Guerre, caro-energia e extraprofitti fossili: chi guadagna dalle crisi di petrolio e gas
Nel secondo trimestre del 2026 le otto maggiori compagnie petrolifere quotate hanno registrato complessivamente quasi 93 miliardi di dollari di utili netti. Questo fenomeno è la chiave per comprendere gli extraprofitti fossili e il loro impatto su imprese e cittadini. Nell’articolo riassumo i numeri principali e spiego le cause immediate dell’aumento degli utili. Confronto i profitti con i costi climatici e descrivo le misure fiscali adottate in Italia e in Europa. Alla fine propongo passaggi concreti che un’azienda ceramica del distretto di Sassuolo può mettere in pratica subito.
Introduzione: perché questo tema conta ora
L’inchiesta del Guardian citata nel materiale mette in luce che nel Q2 2026 l’utile netto aggregato delle otto major è stato di quasi 93 miliardi di dollari, rispetto a poco meno di 50 miliardi nel Q2 2025. Questa dinamica spiega perché il dibattito sugli extraprofitti fossili sia tornato centrale nelle scelte politiche ed energetiche.

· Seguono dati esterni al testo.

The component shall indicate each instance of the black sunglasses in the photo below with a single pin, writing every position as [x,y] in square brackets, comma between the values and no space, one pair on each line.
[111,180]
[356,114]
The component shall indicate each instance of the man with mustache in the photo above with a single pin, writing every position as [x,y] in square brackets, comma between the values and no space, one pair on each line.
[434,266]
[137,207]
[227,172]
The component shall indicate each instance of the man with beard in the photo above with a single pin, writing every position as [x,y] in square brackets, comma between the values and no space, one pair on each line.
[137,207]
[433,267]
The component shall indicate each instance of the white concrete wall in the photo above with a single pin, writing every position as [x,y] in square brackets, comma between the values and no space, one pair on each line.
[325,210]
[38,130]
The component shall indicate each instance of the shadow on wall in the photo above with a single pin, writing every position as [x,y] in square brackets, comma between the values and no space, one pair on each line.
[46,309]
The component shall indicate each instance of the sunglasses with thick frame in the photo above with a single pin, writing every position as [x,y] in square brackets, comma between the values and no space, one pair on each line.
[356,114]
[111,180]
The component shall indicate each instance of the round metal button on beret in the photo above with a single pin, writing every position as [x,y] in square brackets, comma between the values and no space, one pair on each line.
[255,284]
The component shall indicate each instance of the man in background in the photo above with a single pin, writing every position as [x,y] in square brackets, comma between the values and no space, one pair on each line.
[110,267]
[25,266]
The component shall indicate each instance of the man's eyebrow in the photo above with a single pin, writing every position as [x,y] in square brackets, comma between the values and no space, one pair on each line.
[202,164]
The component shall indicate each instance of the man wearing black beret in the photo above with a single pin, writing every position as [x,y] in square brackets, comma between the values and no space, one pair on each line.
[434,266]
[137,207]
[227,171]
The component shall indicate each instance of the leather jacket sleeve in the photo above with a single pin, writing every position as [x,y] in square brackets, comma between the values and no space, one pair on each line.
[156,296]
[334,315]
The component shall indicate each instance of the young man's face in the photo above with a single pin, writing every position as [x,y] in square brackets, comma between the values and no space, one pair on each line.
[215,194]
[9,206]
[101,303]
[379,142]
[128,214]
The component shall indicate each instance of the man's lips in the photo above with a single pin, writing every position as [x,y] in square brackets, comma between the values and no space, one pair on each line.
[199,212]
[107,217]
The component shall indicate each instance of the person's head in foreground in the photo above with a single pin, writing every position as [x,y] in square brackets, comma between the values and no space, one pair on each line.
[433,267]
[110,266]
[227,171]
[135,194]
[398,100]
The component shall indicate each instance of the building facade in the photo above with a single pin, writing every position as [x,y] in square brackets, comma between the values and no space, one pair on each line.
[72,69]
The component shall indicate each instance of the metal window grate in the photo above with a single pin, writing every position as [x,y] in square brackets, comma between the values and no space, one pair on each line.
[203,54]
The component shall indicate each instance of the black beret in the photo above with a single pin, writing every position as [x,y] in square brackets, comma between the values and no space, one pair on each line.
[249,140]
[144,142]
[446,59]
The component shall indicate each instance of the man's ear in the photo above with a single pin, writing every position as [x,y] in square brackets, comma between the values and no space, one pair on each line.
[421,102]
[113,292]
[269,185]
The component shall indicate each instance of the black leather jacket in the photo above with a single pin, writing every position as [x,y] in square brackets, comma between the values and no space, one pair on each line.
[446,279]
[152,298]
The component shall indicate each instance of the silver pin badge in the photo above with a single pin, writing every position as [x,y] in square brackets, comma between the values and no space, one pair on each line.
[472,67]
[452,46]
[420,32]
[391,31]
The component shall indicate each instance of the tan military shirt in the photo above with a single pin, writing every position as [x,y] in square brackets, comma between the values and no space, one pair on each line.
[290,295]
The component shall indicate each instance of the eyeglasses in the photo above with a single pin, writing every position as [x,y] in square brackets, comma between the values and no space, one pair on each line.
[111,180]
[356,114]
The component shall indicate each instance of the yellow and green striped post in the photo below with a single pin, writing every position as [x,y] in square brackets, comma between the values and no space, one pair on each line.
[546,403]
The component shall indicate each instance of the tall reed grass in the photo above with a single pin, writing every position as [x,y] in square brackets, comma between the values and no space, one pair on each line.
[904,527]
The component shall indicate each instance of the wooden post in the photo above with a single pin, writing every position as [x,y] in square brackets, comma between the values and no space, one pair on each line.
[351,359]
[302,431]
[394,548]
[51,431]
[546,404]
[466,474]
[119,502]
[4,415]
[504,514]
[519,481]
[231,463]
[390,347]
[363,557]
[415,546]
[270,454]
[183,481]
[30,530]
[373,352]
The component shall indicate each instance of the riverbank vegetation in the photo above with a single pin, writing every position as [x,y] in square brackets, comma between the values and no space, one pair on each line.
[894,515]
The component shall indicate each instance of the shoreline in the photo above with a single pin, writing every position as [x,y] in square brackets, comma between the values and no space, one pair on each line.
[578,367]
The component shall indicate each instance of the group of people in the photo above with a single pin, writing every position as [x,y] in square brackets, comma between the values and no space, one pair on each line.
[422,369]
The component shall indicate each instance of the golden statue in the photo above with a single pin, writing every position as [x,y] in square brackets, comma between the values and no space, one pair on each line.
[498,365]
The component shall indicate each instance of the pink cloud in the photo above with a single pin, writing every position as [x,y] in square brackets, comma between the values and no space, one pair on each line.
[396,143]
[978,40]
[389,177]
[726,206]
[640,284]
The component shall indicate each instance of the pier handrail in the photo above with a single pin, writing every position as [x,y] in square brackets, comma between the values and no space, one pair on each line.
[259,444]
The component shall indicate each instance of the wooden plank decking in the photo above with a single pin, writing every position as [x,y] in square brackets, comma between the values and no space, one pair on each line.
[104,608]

Per una ceramica energivora del distretto, capire questa relazione significa decidere se accelerare interventi su forni, smaltatura e recuperi termici. In alternativa, l’azienda può restare esposta alla volatilità dei costi. Fonte: inchiesta del Guardian citata nel materiale.
Gli extraprofitti derivano da shock esterni di mercato e geopolitici, non da meriti industriali.
I numeri: utili e capitalizzazione delle major
Le otto società considerate sono Saudi Aramco, ExxonMobil, Chevron, Shell, BP, TotalEnergies, Eni ed Equinor. Nel Q2 2026 l’utile netto aggregato è stato di quasi 93 miliardi di dollari, contro poco meno di 50 miliardi nel Q2 2025. L’aumento è vicino al 90% ed è stato quantificato in oltre 700.000 $ di profitto al minuto secondo i calcoli riportati. Fonte: inchiesta del Guardian citata nel materiale.
La capitalizzazione complessiva delle otto compagnie è aumentata di circa 600 miliardi di dollari, superando i 3.000 miliardi. Fonte: inchiesta del Guardian citata nel materiale.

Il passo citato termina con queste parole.